Let There Be Light: Reflection, Refraction and Scattering for Neural Operators
2026-06-02 • Machine Learning
Machine Learning
AI summaryⓘ
The authors introduce a new kind of neural operator called LiNO, inspired by how light behaves with reflection, refraction, and scattering. Their method breaks down the process of learning complex transformations into simple parts that handle local changes and global communication separately. They also improve efficiency by reducing the computational cost from growing very fast to growing more slowly with the size of the data. This makes their model easier to understand and better at handling complex spatial relationships in physics problems.
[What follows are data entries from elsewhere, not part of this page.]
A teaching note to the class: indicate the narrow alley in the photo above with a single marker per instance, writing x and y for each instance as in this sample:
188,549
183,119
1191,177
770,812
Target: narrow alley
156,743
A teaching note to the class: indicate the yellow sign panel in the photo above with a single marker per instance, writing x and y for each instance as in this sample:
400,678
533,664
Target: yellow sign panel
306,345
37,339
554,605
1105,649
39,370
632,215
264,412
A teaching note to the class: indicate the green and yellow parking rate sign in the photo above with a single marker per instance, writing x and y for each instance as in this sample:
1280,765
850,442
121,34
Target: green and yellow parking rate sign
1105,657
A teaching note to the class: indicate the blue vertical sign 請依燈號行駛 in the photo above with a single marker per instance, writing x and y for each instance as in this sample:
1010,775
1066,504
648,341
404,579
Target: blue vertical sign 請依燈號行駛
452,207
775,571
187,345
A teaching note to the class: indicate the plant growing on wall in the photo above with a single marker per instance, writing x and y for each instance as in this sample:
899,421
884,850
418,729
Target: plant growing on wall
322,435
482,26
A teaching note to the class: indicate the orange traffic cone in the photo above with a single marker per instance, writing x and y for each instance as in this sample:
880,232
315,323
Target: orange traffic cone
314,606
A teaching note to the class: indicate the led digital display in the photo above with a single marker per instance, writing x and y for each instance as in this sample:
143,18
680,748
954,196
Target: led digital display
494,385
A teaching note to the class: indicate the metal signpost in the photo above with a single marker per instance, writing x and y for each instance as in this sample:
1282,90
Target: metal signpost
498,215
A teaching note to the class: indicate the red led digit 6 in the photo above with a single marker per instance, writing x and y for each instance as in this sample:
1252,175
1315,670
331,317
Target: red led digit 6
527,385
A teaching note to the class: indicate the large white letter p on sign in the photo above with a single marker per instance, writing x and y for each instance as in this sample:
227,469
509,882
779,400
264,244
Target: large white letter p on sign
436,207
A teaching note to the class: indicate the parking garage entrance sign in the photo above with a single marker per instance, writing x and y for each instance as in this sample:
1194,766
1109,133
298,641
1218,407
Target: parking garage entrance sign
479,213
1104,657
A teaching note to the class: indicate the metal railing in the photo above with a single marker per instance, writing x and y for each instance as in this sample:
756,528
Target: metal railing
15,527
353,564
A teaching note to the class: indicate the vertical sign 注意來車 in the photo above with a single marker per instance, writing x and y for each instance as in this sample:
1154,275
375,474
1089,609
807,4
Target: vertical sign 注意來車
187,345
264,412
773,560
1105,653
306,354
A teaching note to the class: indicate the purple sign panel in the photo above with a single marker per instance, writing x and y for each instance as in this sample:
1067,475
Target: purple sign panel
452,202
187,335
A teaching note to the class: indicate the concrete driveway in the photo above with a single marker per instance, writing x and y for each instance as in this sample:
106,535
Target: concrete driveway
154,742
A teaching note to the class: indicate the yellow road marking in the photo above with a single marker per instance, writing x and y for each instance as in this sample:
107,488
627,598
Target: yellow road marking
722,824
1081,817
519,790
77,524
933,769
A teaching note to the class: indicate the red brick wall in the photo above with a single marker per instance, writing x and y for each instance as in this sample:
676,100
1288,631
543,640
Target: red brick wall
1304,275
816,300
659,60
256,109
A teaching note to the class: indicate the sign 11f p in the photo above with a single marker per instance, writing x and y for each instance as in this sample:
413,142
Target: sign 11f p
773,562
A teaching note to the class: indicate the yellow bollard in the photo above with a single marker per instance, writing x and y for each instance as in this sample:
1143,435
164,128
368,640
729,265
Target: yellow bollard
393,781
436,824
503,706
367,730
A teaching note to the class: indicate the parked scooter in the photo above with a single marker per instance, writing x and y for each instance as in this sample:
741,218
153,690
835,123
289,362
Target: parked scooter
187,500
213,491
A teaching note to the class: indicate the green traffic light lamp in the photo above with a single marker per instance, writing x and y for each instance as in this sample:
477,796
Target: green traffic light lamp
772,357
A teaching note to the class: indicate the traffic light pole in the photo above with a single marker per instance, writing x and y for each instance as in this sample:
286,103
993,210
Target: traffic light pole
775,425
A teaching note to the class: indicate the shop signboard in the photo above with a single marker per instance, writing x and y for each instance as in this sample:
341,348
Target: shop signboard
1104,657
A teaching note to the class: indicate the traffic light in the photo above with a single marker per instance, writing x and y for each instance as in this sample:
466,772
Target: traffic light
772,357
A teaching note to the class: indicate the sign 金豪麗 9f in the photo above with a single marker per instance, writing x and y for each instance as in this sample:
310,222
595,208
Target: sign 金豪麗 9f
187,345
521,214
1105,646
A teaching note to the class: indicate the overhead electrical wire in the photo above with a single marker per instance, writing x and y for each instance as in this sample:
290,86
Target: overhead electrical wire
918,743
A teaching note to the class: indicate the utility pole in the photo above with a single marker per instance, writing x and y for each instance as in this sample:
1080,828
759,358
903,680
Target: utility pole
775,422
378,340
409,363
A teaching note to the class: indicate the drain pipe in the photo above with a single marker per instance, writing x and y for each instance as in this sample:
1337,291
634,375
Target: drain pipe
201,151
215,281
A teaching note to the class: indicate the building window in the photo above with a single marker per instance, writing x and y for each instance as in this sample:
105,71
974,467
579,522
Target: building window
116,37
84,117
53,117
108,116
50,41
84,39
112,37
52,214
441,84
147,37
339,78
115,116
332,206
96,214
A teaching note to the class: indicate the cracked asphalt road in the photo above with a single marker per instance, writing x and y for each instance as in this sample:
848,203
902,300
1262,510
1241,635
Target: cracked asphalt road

neural operatorspartial differential equationslatent evolutionreflectionrefractionscatteringkernel methodsnonlocal communicationcomputational complexityanisotropic modulation
Authors
Keke Wu, Yixuan Zhang, Jingrun Chen
Abstract
Neural operators learn mappings between infinite-dimensional function spaces and provide a data-driven surrogate modeling paradigm for parametric partial differential equations (PDEs). Existing architectures typically obtain expressivity by parameterizing integral kernels in prescribed transform domains or by applying attention-like interactions over discretized spatial points. While these approaches have achieved substantial progress, they often face a persistent trade-off among physical interpretability, nonlocal spatial communication, mesh scalability, and computational cost. We propose a Light-inspired neural operator(LiNO), an operator-learning architecture whose latent evolution is decomposed into three mechanisms motivated by elementary light transport: reflection, refraction, and scattering. Reflection and refraction act as adaptive pointwise transformations in latent feature space, enabling local feature reorientation and anisotropic modulation, whereas scattering performs input-dependent nonlocal propagation over the physical domain. We first formulate scattering as a normalized pairwise kernel with relative positional bias, and then develop an efficient scattering variant that replaces explicit pairwise interactions with positive-feature global propagation and a local diffusion branch, reducing the dominant spatial complexity from quadratic to linear. This yields a structured neural operator that separates local feature modulation from global spatial communication while retaining a modular and interpretable latent evolution.